Also, I have a problem with
int digit = int.Parse(token.ToString());
It would be better to use an array or hashtable, rather than making a new temporary string in order to call int.Parse on it.
I think your original code that used double.TryParse is fine. In some languages (like C), there are methods that try to find a number at the start of the given string. This is annoying when the whole string you have should be a number, but it could be useful here.
Unfortunately for you, there is no such method in C#, hence my conclusion that your original code was okay.
This line has a bug when returning a value with no decimal value, as pointed out by mjolka:
return value / Math.Pow(10, decimalLevel - 1);
It evaluates to value / 10 ^ -1, which essentially returns value * 10.

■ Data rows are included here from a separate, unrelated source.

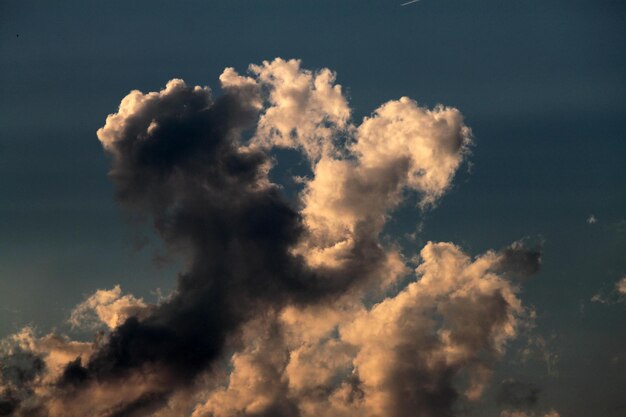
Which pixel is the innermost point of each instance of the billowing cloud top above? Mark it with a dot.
(269, 317)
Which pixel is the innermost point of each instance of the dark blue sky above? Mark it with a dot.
(541, 83)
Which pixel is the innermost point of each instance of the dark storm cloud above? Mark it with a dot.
(177, 161)
(518, 260)
(518, 394)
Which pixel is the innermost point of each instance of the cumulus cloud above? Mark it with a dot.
(282, 309)
(108, 307)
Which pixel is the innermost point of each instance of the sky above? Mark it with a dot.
(442, 235)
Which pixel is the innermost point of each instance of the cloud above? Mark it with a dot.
(616, 295)
(282, 309)
(108, 307)
(518, 394)
(516, 413)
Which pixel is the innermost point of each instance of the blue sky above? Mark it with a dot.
(542, 84)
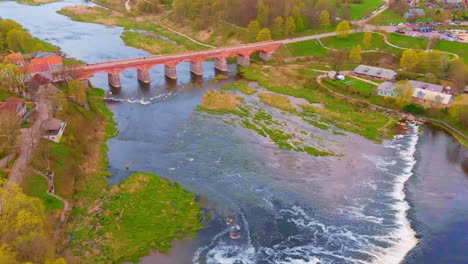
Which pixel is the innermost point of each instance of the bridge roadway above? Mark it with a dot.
(170, 61)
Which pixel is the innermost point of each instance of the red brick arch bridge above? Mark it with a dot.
(170, 61)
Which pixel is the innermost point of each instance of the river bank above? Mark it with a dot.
(290, 206)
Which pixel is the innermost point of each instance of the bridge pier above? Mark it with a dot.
(243, 60)
(170, 72)
(143, 76)
(266, 56)
(196, 68)
(114, 79)
(221, 64)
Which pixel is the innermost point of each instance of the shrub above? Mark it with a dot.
(414, 109)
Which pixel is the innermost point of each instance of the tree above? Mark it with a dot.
(355, 54)
(12, 78)
(343, 28)
(404, 91)
(9, 129)
(77, 92)
(367, 40)
(458, 110)
(290, 26)
(324, 18)
(278, 27)
(253, 28)
(22, 227)
(458, 72)
(409, 60)
(264, 35)
(263, 13)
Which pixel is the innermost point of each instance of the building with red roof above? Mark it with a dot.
(15, 58)
(13, 105)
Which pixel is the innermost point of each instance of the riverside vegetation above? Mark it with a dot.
(32, 227)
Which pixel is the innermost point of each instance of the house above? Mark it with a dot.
(427, 86)
(35, 85)
(13, 105)
(375, 72)
(432, 98)
(424, 93)
(44, 58)
(386, 89)
(418, 12)
(53, 129)
(15, 58)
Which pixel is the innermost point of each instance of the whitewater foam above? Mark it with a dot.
(404, 234)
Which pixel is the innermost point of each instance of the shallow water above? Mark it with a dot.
(291, 207)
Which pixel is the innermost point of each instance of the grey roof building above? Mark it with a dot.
(386, 89)
(375, 72)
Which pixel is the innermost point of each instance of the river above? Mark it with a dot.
(400, 201)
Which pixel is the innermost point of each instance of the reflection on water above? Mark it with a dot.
(290, 207)
(438, 195)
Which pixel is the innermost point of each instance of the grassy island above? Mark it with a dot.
(142, 213)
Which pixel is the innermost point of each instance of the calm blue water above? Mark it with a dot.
(290, 207)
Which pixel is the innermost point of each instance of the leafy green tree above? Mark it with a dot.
(290, 26)
(12, 78)
(324, 18)
(343, 28)
(77, 91)
(263, 13)
(253, 28)
(9, 129)
(22, 227)
(278, 27)
(355, 54)
(409, 60)
(367, 40)
(264, 35)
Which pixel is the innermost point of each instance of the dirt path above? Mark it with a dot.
(28, 138)
(66, 205)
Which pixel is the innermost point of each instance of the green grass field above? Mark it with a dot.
(142, 213)
(355, 39)
(407, 41)
(37, 186)
(386, 17)
(243, 87)
(358, 11)
(306, 48)
(336, 112)
(459, 48)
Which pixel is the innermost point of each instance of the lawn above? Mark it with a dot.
(243, 87)
(36, 185)
(386, 17)
(407, 41)
(306, 48)
(142, 213)
(359, 11)
(355, 39)
(459, 48)
(276, 100)
(357, 85)
(284, 80)
(4, 95)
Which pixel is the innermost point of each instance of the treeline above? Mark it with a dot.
(13, 37)
(303, 14)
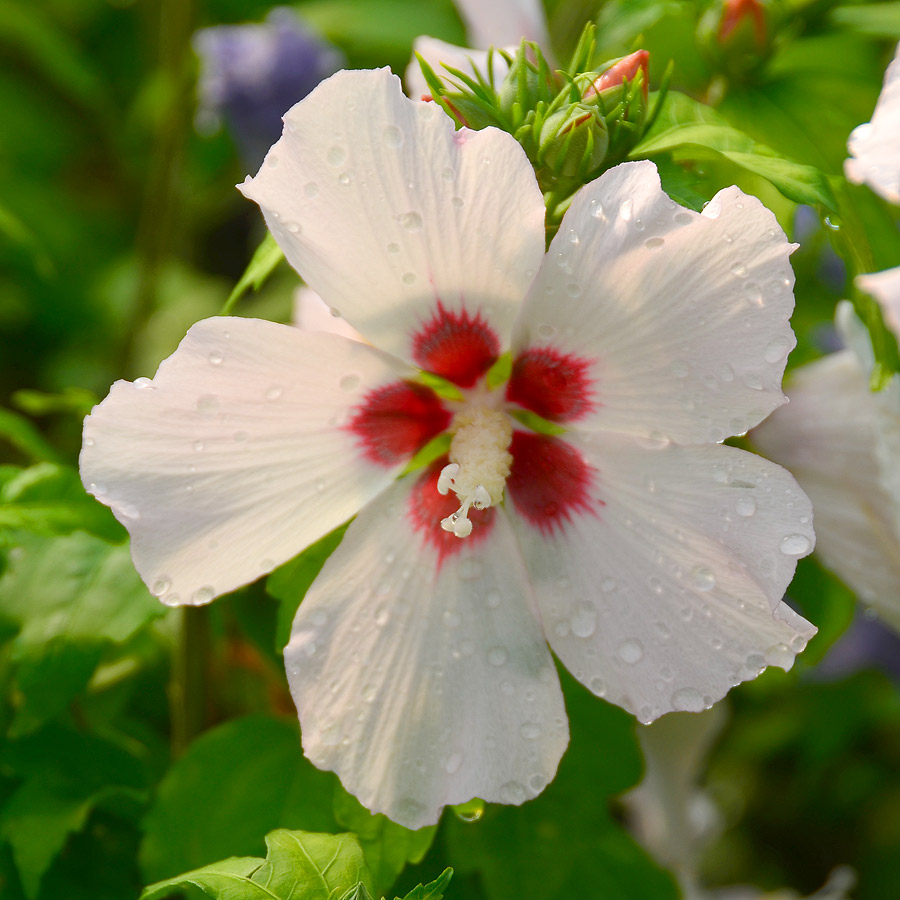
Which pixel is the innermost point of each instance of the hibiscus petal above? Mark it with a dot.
(670, 324)
(236, 456)
(874, 148)
(423, 678)
(667, 591)
(391, 215)
(831, 436)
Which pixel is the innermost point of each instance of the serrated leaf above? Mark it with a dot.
(233, 784)
(299, 865)
(388, 847)
(434, 890)
(68, 598)
(262, 264)
(695, 131)
(49, 499)
(289, 583)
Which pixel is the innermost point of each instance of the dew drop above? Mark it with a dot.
(336, 155)
(584, 620)
(795, 545)
(411, 221)
(777, 350)
(631, 652)
(497, 656)
(702, 578)
(393, 136)
(513, 792)
(203, 595)
(688, 700)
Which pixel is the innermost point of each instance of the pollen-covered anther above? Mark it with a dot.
(479, 464)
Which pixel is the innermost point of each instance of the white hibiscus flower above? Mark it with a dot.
(875, 146)
(843, 443)
(650, 558)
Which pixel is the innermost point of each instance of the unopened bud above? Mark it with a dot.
(573, 141)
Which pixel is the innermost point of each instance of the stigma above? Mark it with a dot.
(479, 464)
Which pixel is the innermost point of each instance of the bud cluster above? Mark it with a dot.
(573, 124)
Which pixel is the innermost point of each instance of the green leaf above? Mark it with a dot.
(434, 890)
(299, 865)
(697, 132)
(388, 847)
(266, 257)
(19, 432)
(49, 499)
(69, 598)
(234, 784)
(289, 583)
(880, 20)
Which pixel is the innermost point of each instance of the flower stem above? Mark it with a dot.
(188, 687)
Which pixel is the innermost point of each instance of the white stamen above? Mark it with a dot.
(479, 464)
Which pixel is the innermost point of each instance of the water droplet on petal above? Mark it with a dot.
(688, 700)
(411, 221)
(203, 595)
(795, 545)
(497, 656)
(513, 792)
(702, 578)
(336, 155)
(631, 652)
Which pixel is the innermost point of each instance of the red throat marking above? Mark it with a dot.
(456, 346)
(549, 481)
(396, 420)
(554, 385)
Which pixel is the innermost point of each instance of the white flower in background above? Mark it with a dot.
(651, 558)
(842, 442)
(875, 146)
(500, 23)
(676, 820)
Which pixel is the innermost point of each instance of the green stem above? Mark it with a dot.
(188, 687)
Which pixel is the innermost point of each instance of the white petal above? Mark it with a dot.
(831, 436)
(669, 592)
(385, 210)
(885, 288)
(439, 54)
(502, 22)
(682, 317)
(876, 144)
(233, 459)
(424, 685)
(311, 313)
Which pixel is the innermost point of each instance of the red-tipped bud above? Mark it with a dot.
(737, 11)
(626, 69)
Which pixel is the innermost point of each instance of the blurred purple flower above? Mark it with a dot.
(250, 75)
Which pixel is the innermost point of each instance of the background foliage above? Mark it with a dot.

This can be fixed in either of two ways:
return value / Math.Pow(10, decimalLevel == 0 ? decimalLevel : decimalLevel - 1);
Or, replace this section:
value = value * 10 + digit;
if (decimalLevel != 0)
{
++decimalLevel;
}
}
return value / Math.Pow(10, decimalLevel - 1); // use "- 1" because value increments just before ending loop
}
With this:
if (decimalLevel == 0)
{
value = value * 10 + digit;
}
else
{
value += digit / Math.Pow(10, decimalLevel);
++decimalLevel;
}
}
return value;
The first method is slightly faster according to my profiler.